No, not lost art....but the internet nomenclature allows for play on words....I wish I'd had spell check and word in college.

TheTed

While it's not truly an error, those Pike Pass signs along the turnpikes bother me.

The number is listed as 1-800-Pike Pas. I'm not sure why they can't just add the second 'S.' It wouldn't hurt anything, and then it wouldn't look like a letter fell off the sign.
 

sgrizzle

quote:
Originally posted by TheTed

While it's not truly an error, those Pike Pass signs along the turnpikes bother me.

The number is listed as 1-800-Pike Pas. I'm not sure why they can't just add the second 'S.' It wouldn't hurt anything, and then it wouldn't look like a letter fell off the sign.

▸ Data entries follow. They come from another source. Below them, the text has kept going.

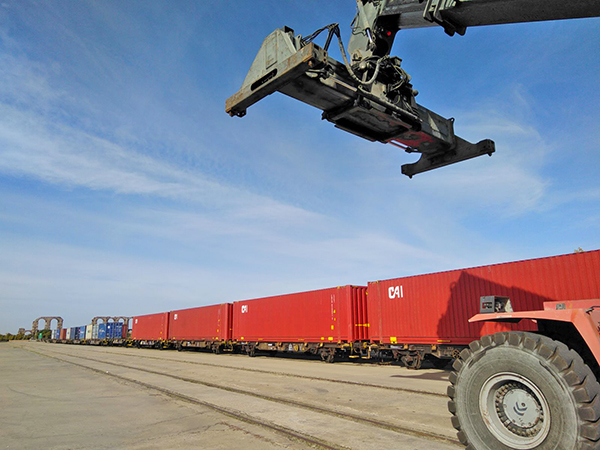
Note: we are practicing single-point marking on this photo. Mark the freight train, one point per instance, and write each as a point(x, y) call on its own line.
point(410, 319)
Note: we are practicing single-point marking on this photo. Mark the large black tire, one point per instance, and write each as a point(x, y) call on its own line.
point(522, 390)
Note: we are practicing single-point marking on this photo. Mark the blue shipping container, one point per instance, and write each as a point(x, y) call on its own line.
point(110, 330)
point(118, 330)
point(102, 331)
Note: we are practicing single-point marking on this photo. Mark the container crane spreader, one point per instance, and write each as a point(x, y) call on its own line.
point(369, 94)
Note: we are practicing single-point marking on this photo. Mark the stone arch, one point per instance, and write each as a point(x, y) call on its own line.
point(104, 319)
point(47, 324)
point(124, 318)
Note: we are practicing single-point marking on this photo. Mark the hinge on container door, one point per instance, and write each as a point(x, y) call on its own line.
point(432, 13)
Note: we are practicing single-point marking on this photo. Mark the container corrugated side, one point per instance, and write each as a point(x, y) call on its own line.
point(152, 327)
point(205, 323)
point(435, 308)
point(326, 315)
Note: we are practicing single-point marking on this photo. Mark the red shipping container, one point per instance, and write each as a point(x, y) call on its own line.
point(435, 308)
point(151, 327)
point(206, 323)
point(327, 315)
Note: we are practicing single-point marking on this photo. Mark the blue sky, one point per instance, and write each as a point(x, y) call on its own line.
point(125, 188)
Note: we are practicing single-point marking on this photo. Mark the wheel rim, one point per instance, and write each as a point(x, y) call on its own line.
point(515, 410)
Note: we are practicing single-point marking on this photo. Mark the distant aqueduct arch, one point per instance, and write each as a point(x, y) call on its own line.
point(47, 324)
point(115, 319)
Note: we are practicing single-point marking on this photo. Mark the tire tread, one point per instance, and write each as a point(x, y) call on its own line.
point(576, 374)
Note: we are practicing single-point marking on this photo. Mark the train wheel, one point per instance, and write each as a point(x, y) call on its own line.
point(328, 355)
point(524, 391)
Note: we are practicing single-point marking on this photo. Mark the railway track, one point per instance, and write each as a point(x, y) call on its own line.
point(350, 406)
point(283, 374)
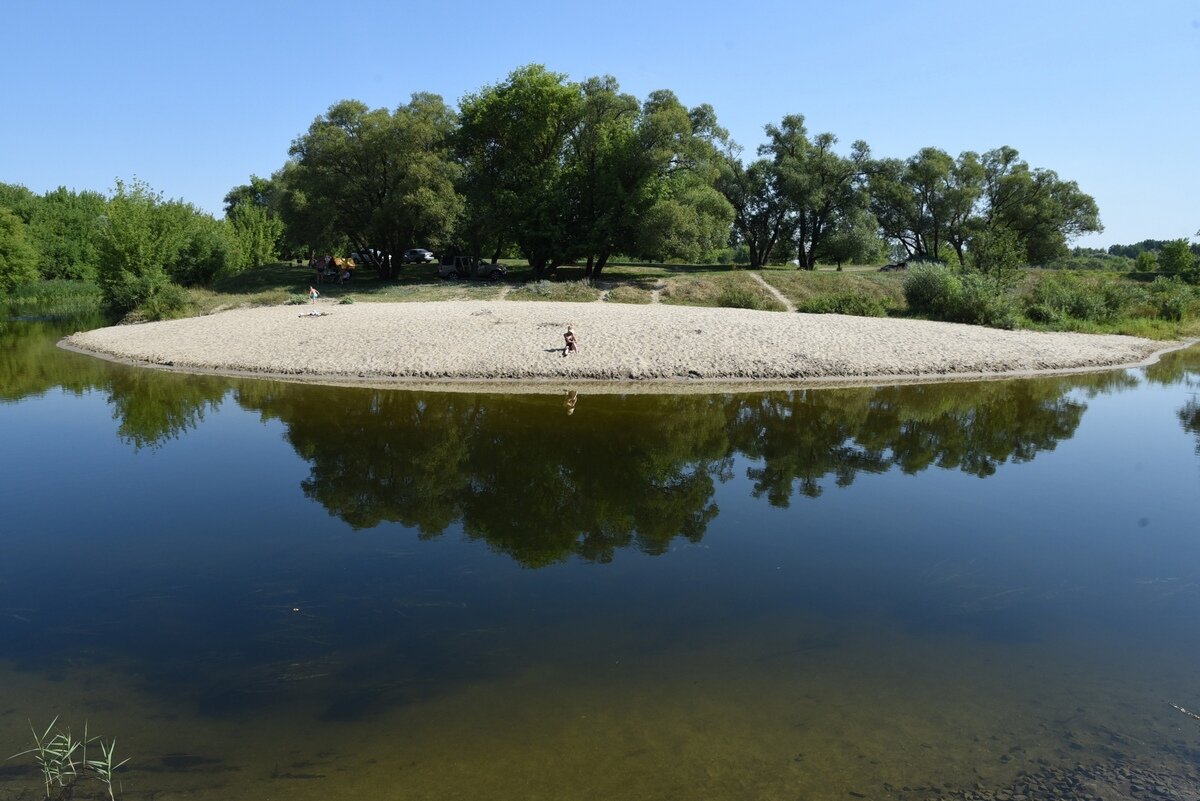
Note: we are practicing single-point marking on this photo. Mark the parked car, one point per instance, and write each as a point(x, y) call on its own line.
point(461, 266)
point(418, 256)
point(370, 257)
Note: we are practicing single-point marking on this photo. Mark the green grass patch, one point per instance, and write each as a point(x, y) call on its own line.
point(819, 288)
point(630, 294)
point(580, 291)
point(719, 289)
point(55, 297)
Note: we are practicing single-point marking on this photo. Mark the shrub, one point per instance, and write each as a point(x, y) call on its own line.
point(983, 300)
point(928, 287)
point(1096, 300)
point(18, 256)
point(940, 293)
point(1170, 299)
point(855, 303)
point(736, 295)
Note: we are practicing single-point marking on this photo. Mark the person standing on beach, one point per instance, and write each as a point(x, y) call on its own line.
point(571, 345)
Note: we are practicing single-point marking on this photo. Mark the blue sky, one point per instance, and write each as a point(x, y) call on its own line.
point(193, 97)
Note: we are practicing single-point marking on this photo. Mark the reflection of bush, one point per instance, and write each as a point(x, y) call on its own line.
point(640, 471)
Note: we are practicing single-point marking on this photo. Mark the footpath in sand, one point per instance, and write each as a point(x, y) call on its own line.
point(478, 341)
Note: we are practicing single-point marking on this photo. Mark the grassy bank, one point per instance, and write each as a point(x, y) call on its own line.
point(1086, 301)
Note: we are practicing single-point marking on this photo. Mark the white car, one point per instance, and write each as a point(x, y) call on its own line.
point(418, 256)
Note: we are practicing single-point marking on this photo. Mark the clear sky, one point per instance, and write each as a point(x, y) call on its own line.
point(193, 97)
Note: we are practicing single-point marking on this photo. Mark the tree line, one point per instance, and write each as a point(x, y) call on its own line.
point(139, 247)
point(579, 173)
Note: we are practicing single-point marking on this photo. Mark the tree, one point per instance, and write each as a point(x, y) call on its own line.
point(689, 216)
point(511, 142)
point(856, 239)
point(1043, 210)
point(18, 257)
point(257, 233)
point(997, 253)
point(820, 186)
point(139, 238)
point(381, 179)
point(761, 217)
point(1176, 258)
point(65, 226)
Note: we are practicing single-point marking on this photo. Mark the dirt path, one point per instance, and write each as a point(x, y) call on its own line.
point(787, 305)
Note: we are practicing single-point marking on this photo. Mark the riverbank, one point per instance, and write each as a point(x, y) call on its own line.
point(522, 342)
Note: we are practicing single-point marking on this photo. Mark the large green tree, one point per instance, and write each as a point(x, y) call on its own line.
point(821, 186)
point(18, 257)
point(65, 226)
point(382, 179)
point(1043, 210)
point(513, 140)
point(761, 216)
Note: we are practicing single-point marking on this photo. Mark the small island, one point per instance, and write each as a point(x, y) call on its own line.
point(509, 342)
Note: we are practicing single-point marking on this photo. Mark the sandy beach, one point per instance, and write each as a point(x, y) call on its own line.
point(522, 342)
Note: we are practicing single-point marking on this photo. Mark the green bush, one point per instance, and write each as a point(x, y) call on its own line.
point(1171, 300)
point(855, 303)
point(739, 296)
point(983, 300)
point(941, 293)
point(929, 287)
point(1095, 300)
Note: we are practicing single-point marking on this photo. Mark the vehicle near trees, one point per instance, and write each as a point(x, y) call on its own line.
point(462, 266)
point(372, 258)
point(418, 256)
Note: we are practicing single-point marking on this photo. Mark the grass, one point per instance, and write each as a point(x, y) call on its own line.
point(805, 288)
point(1149, 309)
point(729, 290)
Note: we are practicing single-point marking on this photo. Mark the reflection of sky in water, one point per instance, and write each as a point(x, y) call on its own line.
point(201, 564)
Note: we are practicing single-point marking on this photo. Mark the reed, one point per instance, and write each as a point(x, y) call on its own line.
point(55, 754)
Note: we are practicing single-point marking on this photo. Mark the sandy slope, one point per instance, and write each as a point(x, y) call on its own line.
point(475, 341)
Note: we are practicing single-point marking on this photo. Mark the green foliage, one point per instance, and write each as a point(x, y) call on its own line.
point(18, 257)
point(1176, 259)
point(65, 226)
point(741, 295)
point(257, 233)
point(1173, 299)
point(377, 179)
point(63, 760)
point(147, 245)
point(928, 287)
point(1093, 260)
point(855, 303)
point(1067, 295)
point(997, 253)
point(823, 191)
point(941, 293)
point(57, 297)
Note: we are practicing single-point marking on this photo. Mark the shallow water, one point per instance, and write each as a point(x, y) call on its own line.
point(270, 590)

A similar argument can be made for "1-800-2-SELL-HOMES" which is really "1-800-2-SELL-HO"

AngieB

How about the signs at the Turnpike gates that say "Failure to pay toll strictly enforced."

Uhmmmm.....okaaaaay.

jdb

Yeah, but it's the wrong time of year to be selling Ho's.

Crossing the border back into the States this summer, I became a "detainee" (which in my case equates to being treated poorly for hours) and thusly, I set out to become the biggest pest I could be.

On the wall was a letter from Congress with three mis-spelled words.

I had so much fun with that that I hated to leave.
One Agent couldn't keep a straight face but everyone else quickly hated my guts.
Finally, they had had enough and I was escorted out with a hand on my back.